Yeah IIRC that even applies to things like gravity as well. As in, we aren’t actually orbiting around where is sun is, we’re orbiting around where it was ~8 minutes ago because the sun is about 8 light-minutes from Earth.
No, gravity is faster than light. If there was this lag, we wouldn’t have stable orbits exactly because of the lag you describe. Wave functions of photons also collapse faster than light when they hit absorbent material.
I used wave function as a bad form of shorthand for the general properties of the photon, such as the theoretically infinitely extending magnetic and electric fields. Those associated fields stop existing when the photon is absorbed onto a screen. They collapse faster than light can travel. This doesn’t ruin much of modern theories, because there doesn’t seem to be a way to transfer usable information through this phenomenon.
Yeah IIRC that even applies to things like gravity as well.
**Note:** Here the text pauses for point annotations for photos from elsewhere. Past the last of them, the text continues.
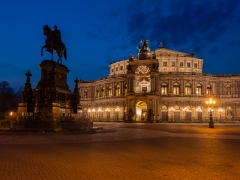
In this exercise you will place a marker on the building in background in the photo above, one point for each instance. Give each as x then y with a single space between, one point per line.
162 85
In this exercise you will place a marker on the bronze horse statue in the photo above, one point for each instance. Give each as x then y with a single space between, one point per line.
53 43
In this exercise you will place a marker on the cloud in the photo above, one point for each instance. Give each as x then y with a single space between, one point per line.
10 66
234 43
91 34
183 23
214 50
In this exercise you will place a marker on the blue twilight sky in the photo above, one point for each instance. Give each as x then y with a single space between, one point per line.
97 32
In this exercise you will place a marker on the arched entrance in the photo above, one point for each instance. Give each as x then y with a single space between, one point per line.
141 111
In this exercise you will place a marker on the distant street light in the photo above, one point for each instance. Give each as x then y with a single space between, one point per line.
171 111
220 111
185 110
211 103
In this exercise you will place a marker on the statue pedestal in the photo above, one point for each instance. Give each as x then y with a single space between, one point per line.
51 104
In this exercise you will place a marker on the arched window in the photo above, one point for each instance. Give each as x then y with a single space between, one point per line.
199 89
209 90
102 92
164 89
176 107
109 91
228 90
164 107
85 93
188 89
125 90
117 90
97 94
176 88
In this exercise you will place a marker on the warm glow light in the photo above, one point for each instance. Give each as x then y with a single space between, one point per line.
210 109
211 102
199 109
220 110
185 109
138 112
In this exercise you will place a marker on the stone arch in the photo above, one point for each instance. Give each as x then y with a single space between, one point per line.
141 111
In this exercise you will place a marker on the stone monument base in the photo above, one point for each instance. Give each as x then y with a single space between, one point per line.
48 126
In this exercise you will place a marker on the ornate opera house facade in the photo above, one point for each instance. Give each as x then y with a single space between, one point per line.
160 86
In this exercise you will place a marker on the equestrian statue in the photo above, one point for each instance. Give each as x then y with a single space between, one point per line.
54 42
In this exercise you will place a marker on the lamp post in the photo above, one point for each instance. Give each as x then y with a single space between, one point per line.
185 110
199 110
220 111
93 114
171 110
117 113
210 103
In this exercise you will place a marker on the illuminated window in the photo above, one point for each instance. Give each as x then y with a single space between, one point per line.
164 89
144 90
209 90
164 107
125 90
176 88
109 91
102 92
142 70
188 89
85 94
199 89
97 93
117 90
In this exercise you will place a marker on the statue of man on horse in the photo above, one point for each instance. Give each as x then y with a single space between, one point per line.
54 42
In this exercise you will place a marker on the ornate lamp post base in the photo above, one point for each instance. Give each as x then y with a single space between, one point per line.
211 123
As in, we aren’t actually orbiting around where is sun is, we’re orbiting around where it was ~8 minutes ago because the sun is about 8 light-minutes from Earth.
No, gravity is faster than light. If there was this lag, we wouldn’t have stable orbits exactly because of the lag you describe. Wave functions of photons also collapse faster than light when they hit absorbent material.
wave function (something that does not travel) collapses (something that does not move either) faster than light (themselves?)
this word soup does not make sense
I used wave function as a bad form of shorthand for the general properties of the photon, such as the theoretically infinitely extending magnetic and electric fields. Those associated fields stop existing when the photon is absorbed onto a screen. They collapse faster than light can travel. This doesn’t ruin much of modern theories, because there doesn’t seem to be a way to transfer usable information through this phenomenon.